In regards to religion, women had great impacts on the belief systems held by the people. Avdela & Psarra (2005), state that most of the gods worshiped by these civilizations were women. In fact, the Greeks believed that their gods could dwell among them in the form of men and women.
In addition, women were very important during the procession of religious rituals. Young unmarried girls were viewed as untamed and pure beings worthy to present sacrifices to the gods, while older women were tasked with the duties of appeasing the gods by singing melodious tunes at their presence. Their ability to bear children was also symbolic to blessings from their gods (Avdela & Psarra 2005).
Since they constituted to a larger portion of the population, women were a good source of labor during this era. They could work as slaves in the farms and business areas in exchange for food and/or shelter. As such, they contributed highly in ensuring that there was plenty of food and resources in their communities.
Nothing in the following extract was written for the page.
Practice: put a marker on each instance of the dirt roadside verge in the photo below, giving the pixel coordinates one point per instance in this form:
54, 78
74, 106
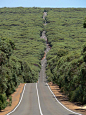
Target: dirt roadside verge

Women had a great impact on the social status of their husbands and male counterparts. Respect in ancient civilization was mainly based on the amount of responsibility an individual had (Lightman, 2007). As such, having a respectful wife and many children demanded more respect from society. This was one way through which men could establish and prove their manliness all the while preserving the honor of his family lineage. Therefore, in as much as they were disregarded, women were great sources of pride to the men in these civilizations.
Indeed, the lives of the Greek and Egyptian women before the 1500s were marked with multiple responsibilities and hardships, however, the women also took the time out to make merriment thus helping to lighten their weary loads thus creating a balance that made life bearable.
From the discussions presented herein, it can authoritatively be stated that ancient women played a pivotal role in upholding morality and ensuring the continuity of society. The challenges that they faced were therefore of social and economic benefits and the environment that they dwelled in only thrived for these significances.
However, the social injustices such as gender discrimination sprouted from this era and up to date, these negative effects are still prevalent in our society. While it cannot be disputed that gender biasness was an unjust and mostly inhumane institute for the ancient women, it can be seen from this paper that it played a significant role in the building of our nation.
Avdela, E., & Psarra, A. (2005). Engendering ‘Greekness’: Women’s Emancipation and Irredentist Politics in Nineteenth-Century Greece. Mediterranean Historical Review, 20(1), 67 – 79.
Bentley, J., Ziegler, H., & Streets, H. (2008). Traditions and encounters: A brief global history. (3rd Ed.). New York: McGraw Hill.
Lightman, M. (2007). A to Z of ancient Greek and Roman women. NY: Infobase Publishing.
Sanders, T., Nelson, S., Morillo, S., & Ellenberger, N. (2006). Encounters in world history: Sources and themes from the global post volume one: to 1500. (1st Ed.) New York: McGraw Hill.
Tastsoglou, E. (2009). Women, gender, and diasporic lives: labor, community, and identity in Greek migrations. CA: Lexington Books.
Vickers, J., & Vouloukos, A. (2007). Changing Gender/Nation Relations: Women’s Roles in Making and Restructuring the Greek Nation-State. Nationalism and Ethnic Politics, 13(4), 501 – 538.